The Boston Globe: “Three lives linked by call to duty, common tragedy. The sacrifices of Harvard Law graduates who took unconventional paths leave friends and classmates searching for answers about themselves. They were three best friends at Harvard Law School who turned their backs on lucrative careers to follow an exceedingly rare path: Michael Weston, who jogged through Harvard Yard in combat boots and openly scorned corporate life, joined the Marines. Helge Boes and his girlfriend Cynthia Tidler, who shared their friend’s sense of duty and adventure, joined the CIA. . . . Boes, a covert CIA operative, died when a grenade went off during training in Afghanistan in 2003, leaving Tidler, whom he had married after school, a widow. In their grief, Weston and Tidler reconnected and married earlier last year. Three months later, Weston deployed to Afghanistan; he died there in October, in a helicopter crash, widowing Tidler once again.”

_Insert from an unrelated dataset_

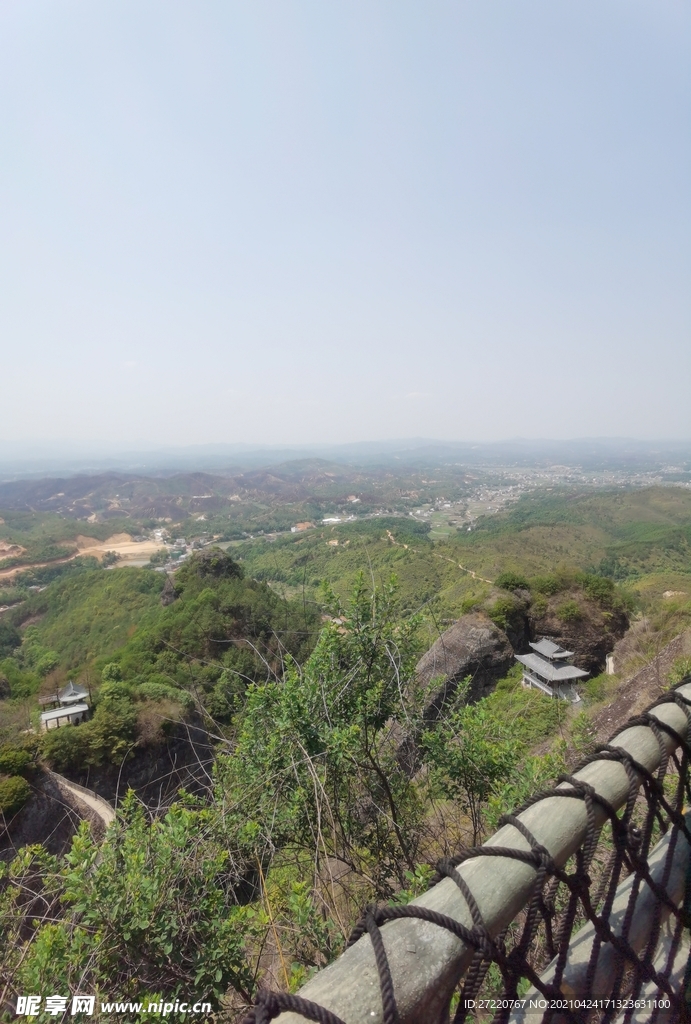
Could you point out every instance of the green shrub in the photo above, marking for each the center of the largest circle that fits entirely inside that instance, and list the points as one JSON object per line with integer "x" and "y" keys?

For more see the National Law Journal‘s story “He had the ability to do anything” quoting his wife of just five months.
Sadly once again this story reminds me of the letter President Lincoln wrote to Mrs. Lydia Bixby on November 21, 1864, when he learned that her five sons in the Union Army were killed in action in the Civil War. President Lincoln wrote Mrs. Bixby the following letter in his own hand.
Dear Madam,
I have been shown in the files of the War Department a statement of the Adjutant General of Massachusetts that you are the mother of five sons who have died gloriously on the field of battle. I feel how weak and fruitless must be any word of mine which should attempt to beguile you from the grief of a loss so overwhelming. But I cannot refrain from tendering you the consolation that may be found in the thanks of the republic they died to save. I pray that our Heavenly Father may assuage the anguish of your bereavement, and leave you only the cherished memory of the loved and lost, and the solemn pride that must be yours to have laid so costly a sacrifice upon the altar of freedom.